Fresh Cherry Muffins--with Roasted Beets
Roasted beets and fresh cherries are baked in a tender--and shockingly pink--muffin.
Over the weekend I realized the cherry trees in my neck of the world are ready for harvest. My first clue was walking the dogs along a sidewalk covered with what looked like . . . well, cherries like I get at the store. I could not pause to pick any fruit up like I did when encountering plums all over the ground because when you're holding leashes to a 16 pound, a 42 pound, and a 66 pound dog your hands are already full.
Yesterday I saw a dad holding his son steady on a ladder while the kid picked cherries from their tree.[At least I assumed it was theirs. Who am I to comment on foraged fruit?] The sight reminded me that I'd been sitting on a fresh cherry recipe for nearly a year. Since I like to share muffin recipes on Mondays [and I've been spending time updating my Visual Recipe Index by Ingredient as well as adding a grilling section to my drop down menu recipe index, not plotting out the month's worth of posts] I figure today is as good a time as any.
Grab a cup of tea with these muffins--even though they have beets in them, they are delicate enough thanks to the yogurt. My kids ate them warm for breakfast and room temp for an after school snack with peanut butter and/or Nutella. Any method to get beets from the farm share into the family is a good method in my book.
For more recipes using beets, please see my Beet Recipes Collection. For more recipes using cherries, many of them dried, please see my Cherry Recipes Collection. These collections are part of the Visual Recipe Index by Ingredient. I've got a Fruit board on Pinterest where I gather interesting recipes, and of course I'm sharing other bloggers' successes and my epic failures over on my FB page.
Cherry Beet Yogurt Muffins½ cup roasted beets
1 cup rolled oats
1 cup vanilla yogurt
⅓ cup brown sugar
⅓ cup vegetable oil
1 large egg
1 cup unbleached all purpose flour
1 teaspoon salt
½ teaspoon baking soda
1 teaspoon baking powder
1 cup chopped pitted fresh cherries
Preheat oven to 400 degrees Fahrenheit. Spray a 12 hole muffin pan with vegetable oil spray or line with muffin cups. Set aside. In a blender, combine first 6 ingredients (beets through egg). Blend until thoroughly mixed. I use my Vitamix (Amazon affiliate link). Pour into a large bowl, and dump the dry ingredients on top (flour through baking powder). Stir until nearly combined, then add cherries and stir a bit more. Scoop** into prepared muffin pan. Bake for 15 minutes.
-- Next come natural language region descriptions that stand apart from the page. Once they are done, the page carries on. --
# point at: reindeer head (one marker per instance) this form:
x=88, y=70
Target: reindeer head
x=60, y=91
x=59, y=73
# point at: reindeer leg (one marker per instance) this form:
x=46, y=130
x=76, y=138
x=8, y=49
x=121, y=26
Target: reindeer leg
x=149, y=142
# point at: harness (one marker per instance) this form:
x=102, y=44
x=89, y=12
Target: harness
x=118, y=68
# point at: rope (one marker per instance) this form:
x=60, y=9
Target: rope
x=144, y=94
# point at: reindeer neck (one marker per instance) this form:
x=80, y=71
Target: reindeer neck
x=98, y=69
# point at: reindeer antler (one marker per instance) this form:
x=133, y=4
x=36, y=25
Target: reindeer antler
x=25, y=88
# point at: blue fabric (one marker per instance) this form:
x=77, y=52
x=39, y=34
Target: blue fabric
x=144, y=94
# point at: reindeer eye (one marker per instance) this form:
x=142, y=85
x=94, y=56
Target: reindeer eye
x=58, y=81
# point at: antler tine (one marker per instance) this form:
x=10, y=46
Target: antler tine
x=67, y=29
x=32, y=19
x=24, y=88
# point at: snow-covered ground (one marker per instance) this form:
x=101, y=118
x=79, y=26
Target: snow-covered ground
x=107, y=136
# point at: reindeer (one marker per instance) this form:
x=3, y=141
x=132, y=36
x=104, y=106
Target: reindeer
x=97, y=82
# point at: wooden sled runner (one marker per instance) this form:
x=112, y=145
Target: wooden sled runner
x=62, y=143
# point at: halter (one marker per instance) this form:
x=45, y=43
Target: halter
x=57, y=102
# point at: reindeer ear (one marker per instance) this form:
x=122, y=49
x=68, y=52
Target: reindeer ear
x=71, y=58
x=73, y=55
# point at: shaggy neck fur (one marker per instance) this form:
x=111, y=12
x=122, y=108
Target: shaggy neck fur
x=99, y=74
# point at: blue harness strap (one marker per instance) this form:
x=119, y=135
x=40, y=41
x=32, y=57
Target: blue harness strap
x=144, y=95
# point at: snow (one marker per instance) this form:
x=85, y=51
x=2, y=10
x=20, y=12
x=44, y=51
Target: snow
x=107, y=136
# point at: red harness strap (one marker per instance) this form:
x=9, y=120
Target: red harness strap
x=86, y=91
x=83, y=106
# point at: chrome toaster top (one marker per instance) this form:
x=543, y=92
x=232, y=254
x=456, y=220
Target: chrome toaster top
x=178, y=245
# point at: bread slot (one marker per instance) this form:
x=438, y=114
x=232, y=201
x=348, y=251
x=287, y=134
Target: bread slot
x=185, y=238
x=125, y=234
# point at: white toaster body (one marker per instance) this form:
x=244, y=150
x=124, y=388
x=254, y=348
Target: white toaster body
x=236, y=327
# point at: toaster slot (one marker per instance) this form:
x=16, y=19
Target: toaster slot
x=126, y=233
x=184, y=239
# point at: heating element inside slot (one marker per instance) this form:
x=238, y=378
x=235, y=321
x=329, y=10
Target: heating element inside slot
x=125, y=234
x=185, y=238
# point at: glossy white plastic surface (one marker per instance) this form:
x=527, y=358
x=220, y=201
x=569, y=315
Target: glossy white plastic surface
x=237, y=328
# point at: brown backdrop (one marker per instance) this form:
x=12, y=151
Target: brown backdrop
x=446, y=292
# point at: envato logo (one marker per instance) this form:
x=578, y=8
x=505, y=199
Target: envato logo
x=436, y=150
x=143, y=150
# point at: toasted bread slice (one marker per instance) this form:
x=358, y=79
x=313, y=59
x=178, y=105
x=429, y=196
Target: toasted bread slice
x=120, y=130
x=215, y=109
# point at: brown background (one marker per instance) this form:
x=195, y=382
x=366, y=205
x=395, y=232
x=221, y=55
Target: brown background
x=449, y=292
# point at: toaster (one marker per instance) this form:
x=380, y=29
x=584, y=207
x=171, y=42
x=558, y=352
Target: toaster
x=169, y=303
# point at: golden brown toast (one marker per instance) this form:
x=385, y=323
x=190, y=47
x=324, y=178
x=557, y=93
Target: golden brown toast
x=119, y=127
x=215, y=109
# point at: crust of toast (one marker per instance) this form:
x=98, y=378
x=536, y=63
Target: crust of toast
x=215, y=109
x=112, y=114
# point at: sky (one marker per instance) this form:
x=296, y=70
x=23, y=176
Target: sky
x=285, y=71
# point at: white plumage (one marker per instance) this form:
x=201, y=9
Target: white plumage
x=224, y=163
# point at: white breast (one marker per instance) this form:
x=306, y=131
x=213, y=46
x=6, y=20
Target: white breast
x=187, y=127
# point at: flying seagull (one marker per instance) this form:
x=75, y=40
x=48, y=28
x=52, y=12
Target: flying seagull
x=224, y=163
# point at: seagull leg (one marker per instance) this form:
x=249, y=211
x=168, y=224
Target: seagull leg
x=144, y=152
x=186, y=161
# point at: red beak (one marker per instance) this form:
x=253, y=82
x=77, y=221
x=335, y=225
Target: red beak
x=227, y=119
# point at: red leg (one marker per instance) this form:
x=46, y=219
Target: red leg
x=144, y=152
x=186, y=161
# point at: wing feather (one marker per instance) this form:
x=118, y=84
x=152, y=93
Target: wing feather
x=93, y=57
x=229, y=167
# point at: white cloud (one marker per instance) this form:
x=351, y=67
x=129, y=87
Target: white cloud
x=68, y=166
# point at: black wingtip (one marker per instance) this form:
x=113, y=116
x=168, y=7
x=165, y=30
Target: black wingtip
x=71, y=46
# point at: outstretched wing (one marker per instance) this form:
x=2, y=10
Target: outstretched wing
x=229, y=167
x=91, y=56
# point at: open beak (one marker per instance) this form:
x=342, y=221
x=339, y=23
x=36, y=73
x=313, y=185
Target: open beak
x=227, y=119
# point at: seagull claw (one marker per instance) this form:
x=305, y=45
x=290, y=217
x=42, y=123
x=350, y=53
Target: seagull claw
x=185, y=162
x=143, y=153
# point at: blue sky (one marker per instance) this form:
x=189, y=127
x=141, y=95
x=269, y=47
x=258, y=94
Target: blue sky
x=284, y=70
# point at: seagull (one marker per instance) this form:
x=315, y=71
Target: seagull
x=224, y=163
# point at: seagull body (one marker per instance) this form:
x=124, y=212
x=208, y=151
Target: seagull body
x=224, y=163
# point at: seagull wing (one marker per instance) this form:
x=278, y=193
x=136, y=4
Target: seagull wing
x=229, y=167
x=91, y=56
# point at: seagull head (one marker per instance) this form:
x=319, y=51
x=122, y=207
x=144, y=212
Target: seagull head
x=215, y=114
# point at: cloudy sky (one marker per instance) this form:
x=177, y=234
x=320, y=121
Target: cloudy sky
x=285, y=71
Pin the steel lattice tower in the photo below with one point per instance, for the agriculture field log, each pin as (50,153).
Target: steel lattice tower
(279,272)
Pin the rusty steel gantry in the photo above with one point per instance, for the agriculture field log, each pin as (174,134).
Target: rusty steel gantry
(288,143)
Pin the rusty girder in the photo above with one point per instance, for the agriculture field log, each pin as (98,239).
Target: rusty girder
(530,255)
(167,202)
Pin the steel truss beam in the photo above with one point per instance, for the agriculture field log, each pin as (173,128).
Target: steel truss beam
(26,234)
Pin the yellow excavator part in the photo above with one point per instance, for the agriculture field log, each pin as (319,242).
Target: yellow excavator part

Let muffins rest in pan for 5 more minutes before transferring to a cooling rack to finish.
**My scoop holds 3 Tablespoons (1 ½ ounces) by volume, though the muffin batter is mounded in the scoop so I'm pretty sure I'm putting a good 3 ½ Tablespoons into each muffin well. The muffin wells in my regular muffin pans each hold 3 ounces by volume.